Jens Juszczak sitzt in seinem Büro, E108, im ersten Stock der Hochschule Bonn-Rhein-Sieg in Sankt Augustin, er ist dort wissenschaftlicher Mitarbeiter im Fachbereich Wirtschaftswissenschaften. Seit zehn Jahren beschäftigt sich Juszczak schon mit Patientenvermittlern. Auf dem Schreibtisch liegen die neuesten Forschungszahlen: 2012 sollen rund 200.000 ausländische Patienten den Weg nach Deutschland gefunden haben. Sie sollen den Kliniken im Jahr rund eine Milliarde Euro in die klammen Kassen spülen, weswegen meist von den Vorzügen des "Medizintourismus" geredet wird; darüber, wie Kliniken um Scheichs und Oligarchen werben. Dass auch weniger betuchte Patienten wie Ruslana Fadiwa nach Deutschland vermittelt werden, wird in diesen Geschichten nicht erzählt. Und kaum jemand spricht von den Agenten, die sich zwischen Kliniken und Patienten geschaltet haben. Juszczak sagt, dass etwa zwei Drittel aller Krankenhäuser, die ausländische Patienten behandeln, die Dienste solcher Vermittler in Anspruch nehmen.

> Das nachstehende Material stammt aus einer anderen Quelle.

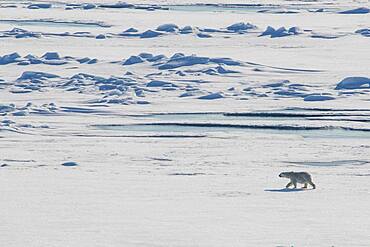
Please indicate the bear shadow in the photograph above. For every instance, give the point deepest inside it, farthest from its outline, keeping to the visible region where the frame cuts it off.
(287, 190)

Die Agenturen kassieren ähnlich wie Immobilienmakler eine Provision pro vermittelten Patienten. Der Markt ist intransparent. Juszczak sagt, dass bis zu 1.000 Patientenvermittler mit deutschen Kliniken kooperieren, die für ihr Geschäft nicht mehr brauchen als ein Handy, Kontakte ins Ausland und Kenntnisse der jeweiligen Landessprache. Jeder darf sich Vermittler nennen. Was diese mit ihren Klienten vereinbaren, wissen meist weder Ärzte noch Krankenschwestern. Marlies von Borries, die Leiterin des Büros für internationale Patienten am Düsseldorfer Uni-Klinikum, bestätigt: "Nein, das wissen wir nicht."

Am Tag nach dem Wettkampf seiner Tochter sitzt Ruslanas Vater Roman Fadiw am Küchentisch im vierten Stock eines fünfstöckigen Hauses in Joschkar-Ola. Dort wohnt er zusammen mit seiner Frau Nadeschda und den zwei Kindern, Ruslana und Serafin, in einer hellen Dreizimmerwohnung. Vor ihm liegt eine Kostenkalkulation über 100.000 Euro, ausgestellt von einer Patientenvermittlungsagentur in Lüdenscheid. Seine Tochter hat Roman Fadiw zum Spielen in ihr Zimmer geschickt, sie soll sich ihre eigene Krankheitsgeschichte nicht anhören müssen. Im Februar 2008 hatte Ruslana ständig Bauchschmerzen. Die Kinderklinik von Joschkar-Ola attestierte ihr damals eine Zyste im Bauchraum, wie die Fadiws heute wissen – die erste Fehldiagnose.